M Theatre, 29 July, 2017
Directed by Nikorn Saetang.
Sometimes the joy of watching theatrical piece lies in the close ties between the actors, director, stage crew and the audience. There’s special power going back and forth between the seats and the stage. It’s like successful communication when both the sender and receiver knows the exact meaning meant to be conveyed.
After the play, P’ Blahboom, one of the main actors (who played 6 characters, if I am not mistaken) came to talk to me and my friends and said that this was a nice round since the audiences were his professors, friends, and juniors at uni. The audiences in the other rounds didn’t dare laugh at the controversial jokes, but since it’s something people at the Faculty of Arts are used to, the blackbox bursted with laughter.
The notes I typed down on my phone right after the play were: Edible Woman, Economics and religion.
Now to elaborate on these three words…
The plot is about a lesbian couple who lives with their gay best friend. One of the girls, Chan, surprisingly get pregnant without having sex.
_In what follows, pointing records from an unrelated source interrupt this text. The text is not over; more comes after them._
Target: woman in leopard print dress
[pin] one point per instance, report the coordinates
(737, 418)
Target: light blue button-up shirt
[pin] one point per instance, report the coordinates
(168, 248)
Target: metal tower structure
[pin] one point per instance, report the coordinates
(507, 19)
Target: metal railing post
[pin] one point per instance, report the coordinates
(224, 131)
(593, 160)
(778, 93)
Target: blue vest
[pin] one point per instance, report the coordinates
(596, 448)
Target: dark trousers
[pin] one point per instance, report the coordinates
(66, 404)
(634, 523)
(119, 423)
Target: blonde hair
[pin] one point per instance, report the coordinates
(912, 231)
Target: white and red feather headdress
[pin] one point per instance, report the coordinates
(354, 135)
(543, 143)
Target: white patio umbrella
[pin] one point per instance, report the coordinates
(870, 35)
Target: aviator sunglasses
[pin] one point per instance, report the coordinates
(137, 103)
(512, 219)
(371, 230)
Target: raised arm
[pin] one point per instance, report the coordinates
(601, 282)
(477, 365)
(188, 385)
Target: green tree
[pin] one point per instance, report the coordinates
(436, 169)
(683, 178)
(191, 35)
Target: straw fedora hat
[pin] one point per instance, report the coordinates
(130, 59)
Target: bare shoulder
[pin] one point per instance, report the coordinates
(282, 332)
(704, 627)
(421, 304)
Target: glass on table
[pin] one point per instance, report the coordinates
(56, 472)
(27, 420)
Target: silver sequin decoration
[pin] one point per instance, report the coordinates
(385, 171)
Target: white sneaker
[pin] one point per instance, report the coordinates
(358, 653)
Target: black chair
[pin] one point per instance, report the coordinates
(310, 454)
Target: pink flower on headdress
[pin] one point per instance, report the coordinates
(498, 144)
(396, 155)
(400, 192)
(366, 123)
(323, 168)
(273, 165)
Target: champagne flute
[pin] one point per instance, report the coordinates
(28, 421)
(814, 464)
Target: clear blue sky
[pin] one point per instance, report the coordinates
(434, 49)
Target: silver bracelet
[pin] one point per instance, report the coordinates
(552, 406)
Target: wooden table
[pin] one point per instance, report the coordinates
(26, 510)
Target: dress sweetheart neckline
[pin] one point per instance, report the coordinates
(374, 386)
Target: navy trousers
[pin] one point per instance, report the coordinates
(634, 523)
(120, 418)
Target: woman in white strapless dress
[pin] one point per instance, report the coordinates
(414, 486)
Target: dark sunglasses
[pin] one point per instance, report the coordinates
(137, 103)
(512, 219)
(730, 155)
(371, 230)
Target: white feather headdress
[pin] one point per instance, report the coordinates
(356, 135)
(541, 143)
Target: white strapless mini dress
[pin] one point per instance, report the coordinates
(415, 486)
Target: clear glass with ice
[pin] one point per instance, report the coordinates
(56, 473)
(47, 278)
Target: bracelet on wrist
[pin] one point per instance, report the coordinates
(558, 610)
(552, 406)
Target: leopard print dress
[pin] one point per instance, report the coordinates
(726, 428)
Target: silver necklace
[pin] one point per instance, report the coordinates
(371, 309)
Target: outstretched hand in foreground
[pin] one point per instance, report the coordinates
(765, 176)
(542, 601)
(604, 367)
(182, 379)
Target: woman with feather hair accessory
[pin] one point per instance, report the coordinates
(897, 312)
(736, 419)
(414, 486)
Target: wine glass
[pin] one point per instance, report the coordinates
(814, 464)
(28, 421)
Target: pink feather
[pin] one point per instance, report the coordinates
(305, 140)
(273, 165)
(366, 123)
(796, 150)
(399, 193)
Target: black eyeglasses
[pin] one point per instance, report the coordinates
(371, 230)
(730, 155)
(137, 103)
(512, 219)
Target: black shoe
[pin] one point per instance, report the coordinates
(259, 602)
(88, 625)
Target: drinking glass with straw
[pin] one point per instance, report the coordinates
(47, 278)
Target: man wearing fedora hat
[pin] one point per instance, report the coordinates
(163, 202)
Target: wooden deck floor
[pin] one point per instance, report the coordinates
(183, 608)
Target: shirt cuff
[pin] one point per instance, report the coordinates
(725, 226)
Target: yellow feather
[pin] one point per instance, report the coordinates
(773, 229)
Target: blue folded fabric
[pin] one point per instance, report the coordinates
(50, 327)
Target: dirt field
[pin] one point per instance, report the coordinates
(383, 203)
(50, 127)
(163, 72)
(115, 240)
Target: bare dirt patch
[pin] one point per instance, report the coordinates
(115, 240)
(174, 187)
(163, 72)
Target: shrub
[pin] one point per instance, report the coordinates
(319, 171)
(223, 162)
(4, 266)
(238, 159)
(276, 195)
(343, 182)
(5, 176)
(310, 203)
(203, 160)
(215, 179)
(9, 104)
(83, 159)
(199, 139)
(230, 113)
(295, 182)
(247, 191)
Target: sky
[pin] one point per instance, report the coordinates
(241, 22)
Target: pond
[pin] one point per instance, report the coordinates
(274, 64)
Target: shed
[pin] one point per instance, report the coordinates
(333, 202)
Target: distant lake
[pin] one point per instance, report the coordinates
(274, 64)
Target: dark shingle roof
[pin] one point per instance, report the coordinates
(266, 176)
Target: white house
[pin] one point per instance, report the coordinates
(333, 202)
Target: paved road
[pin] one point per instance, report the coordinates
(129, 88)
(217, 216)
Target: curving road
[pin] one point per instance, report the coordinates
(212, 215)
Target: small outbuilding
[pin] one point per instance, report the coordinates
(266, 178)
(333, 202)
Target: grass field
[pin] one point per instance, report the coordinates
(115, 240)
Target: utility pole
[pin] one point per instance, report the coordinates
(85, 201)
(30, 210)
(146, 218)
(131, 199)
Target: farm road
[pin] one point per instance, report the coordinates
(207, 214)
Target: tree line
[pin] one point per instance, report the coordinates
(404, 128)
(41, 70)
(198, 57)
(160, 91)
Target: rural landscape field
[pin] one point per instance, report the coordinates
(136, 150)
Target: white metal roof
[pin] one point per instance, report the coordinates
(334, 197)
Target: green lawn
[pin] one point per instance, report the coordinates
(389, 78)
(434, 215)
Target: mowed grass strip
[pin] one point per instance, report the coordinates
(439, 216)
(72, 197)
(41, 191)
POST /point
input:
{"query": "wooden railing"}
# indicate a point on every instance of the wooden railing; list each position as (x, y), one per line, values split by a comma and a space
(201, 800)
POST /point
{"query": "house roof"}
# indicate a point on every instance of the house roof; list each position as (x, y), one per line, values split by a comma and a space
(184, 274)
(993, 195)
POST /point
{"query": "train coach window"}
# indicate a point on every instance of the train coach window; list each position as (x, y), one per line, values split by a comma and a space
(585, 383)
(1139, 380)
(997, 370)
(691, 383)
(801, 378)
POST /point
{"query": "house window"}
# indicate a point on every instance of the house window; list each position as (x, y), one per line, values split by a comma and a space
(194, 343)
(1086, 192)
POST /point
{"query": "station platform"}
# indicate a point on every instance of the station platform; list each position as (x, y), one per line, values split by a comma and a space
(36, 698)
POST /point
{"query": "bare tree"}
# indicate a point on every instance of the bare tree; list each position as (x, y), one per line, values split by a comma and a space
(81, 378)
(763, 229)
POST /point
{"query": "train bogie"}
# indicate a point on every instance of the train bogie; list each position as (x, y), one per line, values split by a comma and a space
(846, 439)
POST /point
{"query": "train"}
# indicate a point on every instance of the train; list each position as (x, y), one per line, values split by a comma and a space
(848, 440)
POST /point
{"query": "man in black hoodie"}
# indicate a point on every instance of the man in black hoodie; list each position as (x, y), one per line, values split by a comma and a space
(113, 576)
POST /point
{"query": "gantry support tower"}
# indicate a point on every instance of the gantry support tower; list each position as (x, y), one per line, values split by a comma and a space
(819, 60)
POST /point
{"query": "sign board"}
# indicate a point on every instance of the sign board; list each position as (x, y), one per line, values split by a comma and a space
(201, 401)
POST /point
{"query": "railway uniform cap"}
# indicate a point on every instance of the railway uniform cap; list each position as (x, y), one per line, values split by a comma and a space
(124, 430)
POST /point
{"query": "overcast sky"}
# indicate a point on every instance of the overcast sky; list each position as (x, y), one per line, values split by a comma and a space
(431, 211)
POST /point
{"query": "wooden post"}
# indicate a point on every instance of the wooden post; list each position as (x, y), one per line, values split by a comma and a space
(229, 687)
The play starts with a little lecture by a TV host on an animal documentary; questioning whether the human species are evolving for survival. His question was lead by examples of sharks giving birth without having sex, clown fishes turning into male when there isn’t one to reproduce, but it’s only the human race that requires a sperm and an egg to give birth.
During the play, each character took turns in giving monologues on economics or religion, mainly on the story of Rahung, Buddha’s son.
But the scene that made me think of The Edible Woman was when Chan couldn’t stand food that reminded her of blood. After that scene, her girlfriend gave a monologue on stock rates being all red. — the parallel between society, economics, and humans was very TEW to me.